Abstract:By provisioning inference offloading services, edge inference drives the rapid growth of AI applications at the network edge. However, achieving high task throughput with stringent latency requirements remains a significant challenge. To address this issue, we develop a parameter-sharing AI model loading (PartialLoading) framework for multi-user edge inference, which exploits two key insights: 1) the majority of latency arises from loading AI models into server GPU memory, and 2) different AI models can share a significant number of parameters, for which redundant loading should be avoided. Towards this end, we formulate a joint multi-user scheduling and spectrum bandwidth allocation problem to maximize task throughput by exploiting shared parameter blocks across models. The intuition is to judiciously schedule user requests to reuse the shared parameter blocks between consecutively loaded models, thereby reducing model loading time substantially. To facilitate solution finding, we decouple the problem into two sub-problems, i.e., user scheduling and bandwidth allocation, showing that solving them sequentially is equivalent to solving the original problem.
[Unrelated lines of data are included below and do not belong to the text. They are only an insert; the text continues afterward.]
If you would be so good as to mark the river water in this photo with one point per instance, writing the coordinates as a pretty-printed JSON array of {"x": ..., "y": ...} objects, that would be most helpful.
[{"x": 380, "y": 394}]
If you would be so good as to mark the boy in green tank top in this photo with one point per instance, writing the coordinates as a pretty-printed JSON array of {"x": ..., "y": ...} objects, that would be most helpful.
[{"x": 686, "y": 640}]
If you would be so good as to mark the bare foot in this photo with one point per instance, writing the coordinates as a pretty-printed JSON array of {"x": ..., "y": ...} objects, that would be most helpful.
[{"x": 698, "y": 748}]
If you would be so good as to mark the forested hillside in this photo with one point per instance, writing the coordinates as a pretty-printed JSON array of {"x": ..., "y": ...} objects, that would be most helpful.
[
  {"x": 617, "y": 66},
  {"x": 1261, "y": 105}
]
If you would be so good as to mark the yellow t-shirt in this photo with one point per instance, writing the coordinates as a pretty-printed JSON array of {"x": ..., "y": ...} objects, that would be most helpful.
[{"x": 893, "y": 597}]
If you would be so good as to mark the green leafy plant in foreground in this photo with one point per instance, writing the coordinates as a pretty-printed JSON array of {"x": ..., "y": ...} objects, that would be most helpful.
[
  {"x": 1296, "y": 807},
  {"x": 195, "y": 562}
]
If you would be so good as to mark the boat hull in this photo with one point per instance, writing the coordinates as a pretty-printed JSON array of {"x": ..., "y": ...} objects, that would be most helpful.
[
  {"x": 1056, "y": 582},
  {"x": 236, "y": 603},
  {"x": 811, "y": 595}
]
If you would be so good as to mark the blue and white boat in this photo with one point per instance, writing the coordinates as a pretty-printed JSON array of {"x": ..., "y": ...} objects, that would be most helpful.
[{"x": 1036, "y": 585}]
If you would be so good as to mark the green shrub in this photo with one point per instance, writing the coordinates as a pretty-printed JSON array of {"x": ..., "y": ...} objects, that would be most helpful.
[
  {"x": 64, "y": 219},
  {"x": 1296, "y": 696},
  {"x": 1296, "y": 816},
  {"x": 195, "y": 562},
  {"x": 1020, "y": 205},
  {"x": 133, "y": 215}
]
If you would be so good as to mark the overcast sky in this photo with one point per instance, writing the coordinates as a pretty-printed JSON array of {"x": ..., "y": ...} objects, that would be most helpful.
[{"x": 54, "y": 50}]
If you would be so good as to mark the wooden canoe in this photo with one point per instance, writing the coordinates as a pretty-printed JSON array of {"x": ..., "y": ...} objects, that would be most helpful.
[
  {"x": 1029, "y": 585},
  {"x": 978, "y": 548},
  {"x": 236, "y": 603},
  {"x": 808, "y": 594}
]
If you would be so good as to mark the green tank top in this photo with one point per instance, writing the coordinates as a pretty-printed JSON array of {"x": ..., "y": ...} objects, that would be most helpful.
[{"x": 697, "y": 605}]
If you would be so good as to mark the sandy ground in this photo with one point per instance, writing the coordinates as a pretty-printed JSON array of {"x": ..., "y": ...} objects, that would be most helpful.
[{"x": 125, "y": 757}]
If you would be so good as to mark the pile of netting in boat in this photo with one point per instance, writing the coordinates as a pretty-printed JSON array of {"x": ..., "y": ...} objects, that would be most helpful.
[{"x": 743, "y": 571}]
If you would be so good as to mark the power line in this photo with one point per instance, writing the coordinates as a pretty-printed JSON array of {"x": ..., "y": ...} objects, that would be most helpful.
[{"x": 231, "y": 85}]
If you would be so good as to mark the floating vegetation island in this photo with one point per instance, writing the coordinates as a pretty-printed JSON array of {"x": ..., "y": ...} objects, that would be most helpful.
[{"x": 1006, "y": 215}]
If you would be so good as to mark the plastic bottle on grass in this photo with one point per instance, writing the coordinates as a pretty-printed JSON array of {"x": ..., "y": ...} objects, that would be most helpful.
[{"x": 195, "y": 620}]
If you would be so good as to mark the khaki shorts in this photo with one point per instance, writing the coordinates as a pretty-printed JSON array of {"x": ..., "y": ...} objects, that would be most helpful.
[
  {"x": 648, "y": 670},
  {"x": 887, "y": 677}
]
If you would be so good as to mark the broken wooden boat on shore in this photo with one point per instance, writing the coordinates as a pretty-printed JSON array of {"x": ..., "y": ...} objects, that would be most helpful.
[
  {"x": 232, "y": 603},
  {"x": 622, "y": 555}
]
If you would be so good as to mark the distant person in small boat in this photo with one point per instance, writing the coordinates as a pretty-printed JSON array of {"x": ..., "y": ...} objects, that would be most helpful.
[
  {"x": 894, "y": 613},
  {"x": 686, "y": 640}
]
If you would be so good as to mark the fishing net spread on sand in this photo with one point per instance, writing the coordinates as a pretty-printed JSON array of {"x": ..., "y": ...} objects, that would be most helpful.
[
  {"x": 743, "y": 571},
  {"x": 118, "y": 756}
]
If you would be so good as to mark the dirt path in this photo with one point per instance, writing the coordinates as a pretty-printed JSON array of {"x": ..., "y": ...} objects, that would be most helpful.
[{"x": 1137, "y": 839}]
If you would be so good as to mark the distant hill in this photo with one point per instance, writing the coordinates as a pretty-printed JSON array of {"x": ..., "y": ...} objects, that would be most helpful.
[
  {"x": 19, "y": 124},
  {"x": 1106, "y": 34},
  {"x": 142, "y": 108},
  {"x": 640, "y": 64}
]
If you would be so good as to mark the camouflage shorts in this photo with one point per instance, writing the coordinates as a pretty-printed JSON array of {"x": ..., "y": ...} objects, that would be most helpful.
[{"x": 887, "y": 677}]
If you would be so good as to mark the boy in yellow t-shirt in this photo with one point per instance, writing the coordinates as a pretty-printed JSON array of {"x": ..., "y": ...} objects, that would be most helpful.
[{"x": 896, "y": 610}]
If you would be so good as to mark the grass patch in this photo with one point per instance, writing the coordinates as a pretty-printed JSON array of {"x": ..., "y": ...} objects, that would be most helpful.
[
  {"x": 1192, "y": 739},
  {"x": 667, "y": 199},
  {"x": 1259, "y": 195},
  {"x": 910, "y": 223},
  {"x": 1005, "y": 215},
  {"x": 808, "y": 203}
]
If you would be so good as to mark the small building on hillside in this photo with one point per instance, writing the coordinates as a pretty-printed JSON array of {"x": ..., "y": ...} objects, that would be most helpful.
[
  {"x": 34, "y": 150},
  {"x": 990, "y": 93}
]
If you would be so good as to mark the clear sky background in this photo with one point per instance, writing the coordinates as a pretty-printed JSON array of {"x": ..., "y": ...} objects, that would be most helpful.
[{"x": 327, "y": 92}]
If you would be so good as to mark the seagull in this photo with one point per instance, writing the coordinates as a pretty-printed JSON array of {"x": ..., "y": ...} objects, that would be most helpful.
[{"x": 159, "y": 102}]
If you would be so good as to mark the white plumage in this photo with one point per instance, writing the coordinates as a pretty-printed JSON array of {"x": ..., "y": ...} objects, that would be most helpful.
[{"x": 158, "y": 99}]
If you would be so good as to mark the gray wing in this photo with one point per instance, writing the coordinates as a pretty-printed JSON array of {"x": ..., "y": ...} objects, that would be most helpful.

Due to the NP-hardness of the problem, we first study an important special case called the "bottom-layer-sharing" case, where AI models share some bottom layers within clusters, and design a dynamic programming-based algorithm to obtain the optimal solution in polynomial time. For the general case, where shared parameter blocks appear at arbitrary positions within AI models, we propose a greedy heuristic to obtain the sub-optimal solution efficiently. Simulation results demonstrate that the proposed framework significantly improves task throughput under deadline constraints compared with user scheduling without exploiting parameter sharing.